Faut-il rappeller à toutes fins utiles qu'en 2012 le MRC avait approché plusieurs partis politiques et particulièrement le SDF pour leur proposer qu'à défaut de fusionner que l'on crée un secrétariat pour coordonner les actions des partis politiques l'opposition.

Cette proposition fut heurtée à une lamentable fin de non recevoir ce qui est regrettable car c'est un tel secrétariat qui aurait initié et coordonné une telle marche si jamais sa portée et son efficacité dans la recherche des solutions pour sortir de la crise auraient été établies.

Au départ, si les organisateurs avaient l'intention d'y associer le MRC, alors le parti aurait évidement contacté le MRC pour qu'ils travaillent ensemble sur ce projet et l'autorisation devait être accordée aux partis politiques porteurs de l'action.

Ensuite, il convient de rappeler que, dès sa création en 2012, le MRC a posé le problème politique anglophone, en lui réservant une bonne place dans son projet de société, c'est-à-dire, bien avant que certaines formations politiques ne le découvrent opportunément plusieurs années après.
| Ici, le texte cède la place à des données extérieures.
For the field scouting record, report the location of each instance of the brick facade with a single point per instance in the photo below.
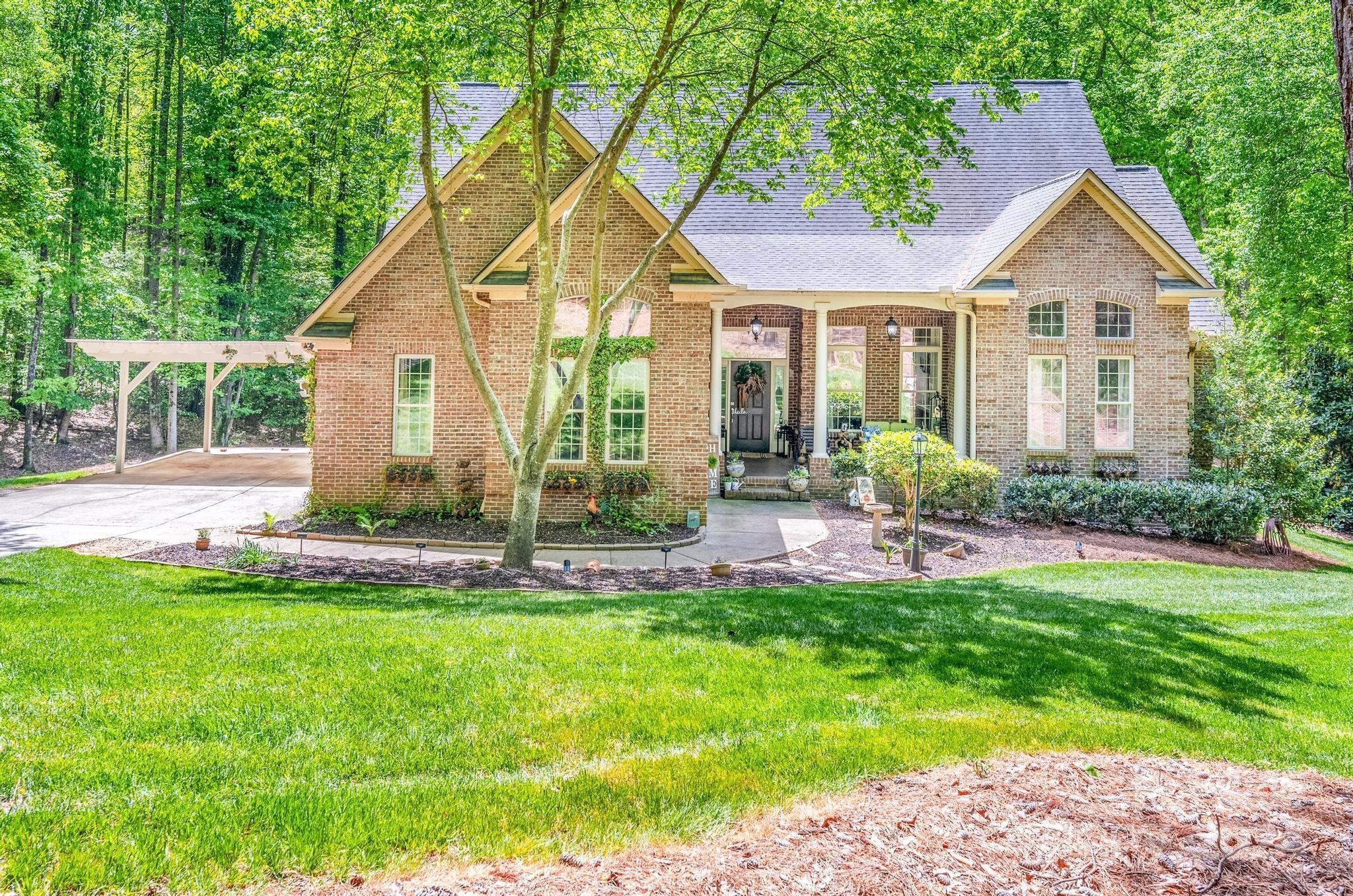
(404, 310)
(1080, 256)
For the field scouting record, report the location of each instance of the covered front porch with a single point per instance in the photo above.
(796, 378)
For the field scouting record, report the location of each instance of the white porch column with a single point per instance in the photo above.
(960, 423)
(206, 406)
(716, 369)
(821, 384)
(121, 457)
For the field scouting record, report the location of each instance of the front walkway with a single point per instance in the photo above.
(738, 532)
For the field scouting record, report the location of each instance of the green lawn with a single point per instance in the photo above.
(42, 479)
(202, 729)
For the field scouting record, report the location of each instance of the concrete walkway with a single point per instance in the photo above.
(738, 532)
(161, 500)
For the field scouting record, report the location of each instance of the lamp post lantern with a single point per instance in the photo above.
(919, 453)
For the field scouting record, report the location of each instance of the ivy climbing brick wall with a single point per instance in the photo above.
(1083, 254)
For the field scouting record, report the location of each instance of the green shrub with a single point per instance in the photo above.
(849, 464)
(1198, 511)
(888, 457)
(252, 555)
(973, 488)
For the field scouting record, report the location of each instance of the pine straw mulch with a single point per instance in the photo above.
(1027, 825)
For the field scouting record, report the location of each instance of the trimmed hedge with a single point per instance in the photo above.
(1198, 511)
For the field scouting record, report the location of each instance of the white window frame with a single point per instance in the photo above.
(1132, 318)
(1029, 403)
(1130, 403)
(938, 351)
(1038, 304)
(432, 406)
(863, 372)
(551, 395)
(649, 400)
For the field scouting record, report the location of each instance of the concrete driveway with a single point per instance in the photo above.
(163, 500)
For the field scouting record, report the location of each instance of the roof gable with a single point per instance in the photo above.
(1031, 210)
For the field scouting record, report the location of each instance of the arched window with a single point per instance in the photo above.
(1048, 321)
(1113, 321)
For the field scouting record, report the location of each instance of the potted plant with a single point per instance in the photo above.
(735, 465)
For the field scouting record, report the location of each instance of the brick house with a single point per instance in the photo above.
(1045, 316)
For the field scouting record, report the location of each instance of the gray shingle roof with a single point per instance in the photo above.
(1019, 164)
(1207, 315)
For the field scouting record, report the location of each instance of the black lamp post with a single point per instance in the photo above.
(918, 452)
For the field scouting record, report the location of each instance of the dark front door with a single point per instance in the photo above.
(749, 406)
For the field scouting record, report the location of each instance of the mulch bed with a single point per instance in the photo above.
(1004, 545)
(463, 574)
(484, 533)
(1068, 825)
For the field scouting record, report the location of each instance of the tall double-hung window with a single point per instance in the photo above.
(627, 417)
(569, 446)
(920, 374)
(844, 378)
(1114, 403)
(1046, 401)
(413, 406)
(1048, 321)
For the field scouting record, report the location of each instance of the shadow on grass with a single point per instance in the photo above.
(1031, 646)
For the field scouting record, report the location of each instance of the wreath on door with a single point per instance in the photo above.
(749, 382)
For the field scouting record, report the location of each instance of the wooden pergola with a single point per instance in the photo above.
(152, 353)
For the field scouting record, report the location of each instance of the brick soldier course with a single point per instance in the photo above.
(1056, 224)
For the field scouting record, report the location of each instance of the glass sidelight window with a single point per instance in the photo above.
(922, 357)
(846, 378)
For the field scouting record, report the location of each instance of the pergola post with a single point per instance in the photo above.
(209, 394)
(125, 388)
(207, 413)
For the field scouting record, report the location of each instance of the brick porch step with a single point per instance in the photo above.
(766, 494)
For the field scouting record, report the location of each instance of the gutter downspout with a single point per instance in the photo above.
(972, 373)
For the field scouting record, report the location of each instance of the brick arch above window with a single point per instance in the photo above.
(581, 290)
(1056, 294)
(1119, 296)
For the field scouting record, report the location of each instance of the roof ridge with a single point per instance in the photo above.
(1048, 183)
Le Président National du MRC avant la survenance de la crise a souligné l'existence et l'urgence de ce problème qui couve depuis des décennies, lors de plusieurs meetings respectivement tenus.
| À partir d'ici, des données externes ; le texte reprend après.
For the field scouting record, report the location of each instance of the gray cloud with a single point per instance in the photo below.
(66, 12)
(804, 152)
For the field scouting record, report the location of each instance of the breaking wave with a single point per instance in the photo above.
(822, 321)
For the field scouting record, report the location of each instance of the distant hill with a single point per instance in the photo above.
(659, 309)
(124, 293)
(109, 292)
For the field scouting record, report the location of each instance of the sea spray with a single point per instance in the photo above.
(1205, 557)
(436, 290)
- Du 04 au 15 juin 2015 avec la diaspora

- Le 21 Novembre 2015 à Bafoussam

- Le 25 juin 2016 à Bamenda,

et aussi lors de son meeting le 10 Decembre 2016 à Ngaoundéré au cours duquel il convoquait le dialogue comme seule issue, aussi que d'autres mesures de sortie de crise

Depuis lors, le MRC est resté constant dans sa condamnation de la partition du pays sous quelque prétexte que ce soit.
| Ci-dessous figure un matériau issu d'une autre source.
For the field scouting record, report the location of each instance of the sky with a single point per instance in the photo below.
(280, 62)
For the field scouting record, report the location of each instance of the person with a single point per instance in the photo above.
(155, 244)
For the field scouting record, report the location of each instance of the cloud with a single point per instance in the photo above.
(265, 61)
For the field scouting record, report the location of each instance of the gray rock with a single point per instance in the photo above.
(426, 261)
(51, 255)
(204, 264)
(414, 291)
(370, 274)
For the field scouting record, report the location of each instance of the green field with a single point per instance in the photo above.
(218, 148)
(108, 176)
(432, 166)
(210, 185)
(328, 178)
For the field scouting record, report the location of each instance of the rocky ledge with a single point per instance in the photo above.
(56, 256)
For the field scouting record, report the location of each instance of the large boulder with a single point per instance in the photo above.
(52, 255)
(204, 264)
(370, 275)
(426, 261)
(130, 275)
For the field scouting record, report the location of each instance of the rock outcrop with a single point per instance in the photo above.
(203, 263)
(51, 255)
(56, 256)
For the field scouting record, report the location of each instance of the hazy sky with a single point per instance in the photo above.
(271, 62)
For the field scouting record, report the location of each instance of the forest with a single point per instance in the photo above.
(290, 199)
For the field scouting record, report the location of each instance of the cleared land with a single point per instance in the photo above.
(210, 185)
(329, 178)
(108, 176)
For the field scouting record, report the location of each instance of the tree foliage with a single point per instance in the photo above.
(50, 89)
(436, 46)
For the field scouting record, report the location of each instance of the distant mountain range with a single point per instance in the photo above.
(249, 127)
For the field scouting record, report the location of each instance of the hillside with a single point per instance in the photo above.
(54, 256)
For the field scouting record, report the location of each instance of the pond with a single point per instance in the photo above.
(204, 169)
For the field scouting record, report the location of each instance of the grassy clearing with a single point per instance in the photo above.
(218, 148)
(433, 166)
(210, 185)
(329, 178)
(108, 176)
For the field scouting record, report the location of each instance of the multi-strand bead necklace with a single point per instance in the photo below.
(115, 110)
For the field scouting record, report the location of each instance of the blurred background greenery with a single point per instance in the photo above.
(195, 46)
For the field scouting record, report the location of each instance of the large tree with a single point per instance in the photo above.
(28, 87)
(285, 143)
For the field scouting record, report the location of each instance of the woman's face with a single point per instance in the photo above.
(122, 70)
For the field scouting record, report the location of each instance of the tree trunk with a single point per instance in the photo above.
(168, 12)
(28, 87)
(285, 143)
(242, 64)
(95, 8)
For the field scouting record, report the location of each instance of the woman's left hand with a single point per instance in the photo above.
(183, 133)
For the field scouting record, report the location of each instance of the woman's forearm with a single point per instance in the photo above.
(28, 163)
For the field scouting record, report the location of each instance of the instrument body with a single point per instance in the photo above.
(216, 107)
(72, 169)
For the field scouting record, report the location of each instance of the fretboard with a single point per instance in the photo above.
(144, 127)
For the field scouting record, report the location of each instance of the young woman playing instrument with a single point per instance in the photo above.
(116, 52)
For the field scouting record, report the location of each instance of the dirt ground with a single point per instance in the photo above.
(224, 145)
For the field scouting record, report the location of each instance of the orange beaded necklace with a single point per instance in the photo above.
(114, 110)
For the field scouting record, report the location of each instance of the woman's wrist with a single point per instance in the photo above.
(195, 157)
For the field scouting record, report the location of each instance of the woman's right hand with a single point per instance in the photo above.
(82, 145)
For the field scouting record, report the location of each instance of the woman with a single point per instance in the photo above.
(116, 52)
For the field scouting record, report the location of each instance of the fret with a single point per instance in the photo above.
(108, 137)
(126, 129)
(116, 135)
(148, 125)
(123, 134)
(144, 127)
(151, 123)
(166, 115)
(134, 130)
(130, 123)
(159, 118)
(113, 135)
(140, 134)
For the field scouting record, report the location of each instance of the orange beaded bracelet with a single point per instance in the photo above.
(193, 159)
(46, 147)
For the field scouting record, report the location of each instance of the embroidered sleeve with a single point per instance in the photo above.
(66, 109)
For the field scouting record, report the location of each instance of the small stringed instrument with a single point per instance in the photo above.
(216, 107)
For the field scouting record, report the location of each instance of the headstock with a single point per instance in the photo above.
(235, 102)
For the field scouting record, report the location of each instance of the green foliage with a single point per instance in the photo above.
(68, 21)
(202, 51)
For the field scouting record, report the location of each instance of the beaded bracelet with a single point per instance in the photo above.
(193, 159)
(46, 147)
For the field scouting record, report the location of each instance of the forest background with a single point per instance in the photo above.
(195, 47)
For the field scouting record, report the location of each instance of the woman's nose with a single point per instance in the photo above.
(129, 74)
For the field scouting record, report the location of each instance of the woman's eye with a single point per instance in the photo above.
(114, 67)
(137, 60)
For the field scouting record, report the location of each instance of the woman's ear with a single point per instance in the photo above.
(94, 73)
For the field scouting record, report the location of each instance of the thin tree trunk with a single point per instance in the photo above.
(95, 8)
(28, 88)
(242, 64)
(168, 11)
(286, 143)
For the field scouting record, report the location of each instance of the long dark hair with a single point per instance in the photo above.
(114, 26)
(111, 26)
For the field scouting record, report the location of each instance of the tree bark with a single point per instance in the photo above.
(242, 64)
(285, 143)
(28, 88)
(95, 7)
Un collège d'avocat principalement du MRC à savoir Me Emmanuel SIMH, Me NDONG Christopher, Me Michèle NDOKI pour ne citer que ceux là et ayant a sa tête Me Maurice KAMTO a été aux côtés des personnes arrêtées dans les regions du nord-ouest et du sud-ouest pour les défendre bénévolement et continuent d'ailleurs de défendre les malheureux encore retenus malgré la décision du Président de la République du Cameroun de détendre l'atmosphère.

Jusqu'à la dernière seconde avant le 1er octobre 2017, mais en vain, le MRC a imploré le Gouvernement de ne pas engager les militaires face à des populations aux mains nues. Après le drame que le régime aurait pu éviter, le MRC a condamné l'usage excessif de la force et notamment des armes à feu contre les populations civiles non combattantes, déploré la désertion du président Biya alors que le pays était au bord de l'implosion, exigé des enquêtes pour établir les responsabilités politiques et opérationnelles, et affirmé qu'au prix du sang versé inutilement le 1er octobre, le dialogue ne pouvait plus être différé.

Le MRC a précisé que pour permettre de prendre en compte le crucial problème de la la légitimité des élites des deux régions, le dialogue ne peut ne pas se saisir de la question du CODE ELECTORAL. Outre le code électoral, ce dialogue doit se saisir de toutes les questions politiques et institutionnelles. Sur le même sujet, d'autres n'ont pas fait montre de la même clarté et de la même cohérence que le MRC.

Non seulement ils ont découvert le problème sur le tard, certains ont même renié publiquement un élu de la nation issu de leurs rangs simplement parce qu'il s'est fait le porte-parole des souffrances des populations du nord-ouest et du sud-ouest. En se désolidarisant de leur camarade député, ils l'ont livré au régime. Comment ces gens peuvent prétendre organiser une marche de soutien aux populations du NW et du S W, les mêmes qui ont sacrifié le député sur l'autel des douceurs dont le régime a le secret lorsqu'il veut casser l'opposition, sans au préalable clarifier leur attitude qui rappelle la fameuse danse Bafia.

Le MRC est avangardiste sur la question du malaise politique anglophone dans notre pays, il ne saurait par conséquent suivre de façon moutonnière une formation politique qui a donné des preuves sur son inconstance.

Allons prier pour les tués du NW et du SW, demandons l'ouverture rapide des enquêtes mais le 21 Octobre 2017, les militants du MRC doivent vaquer a leurs occupations.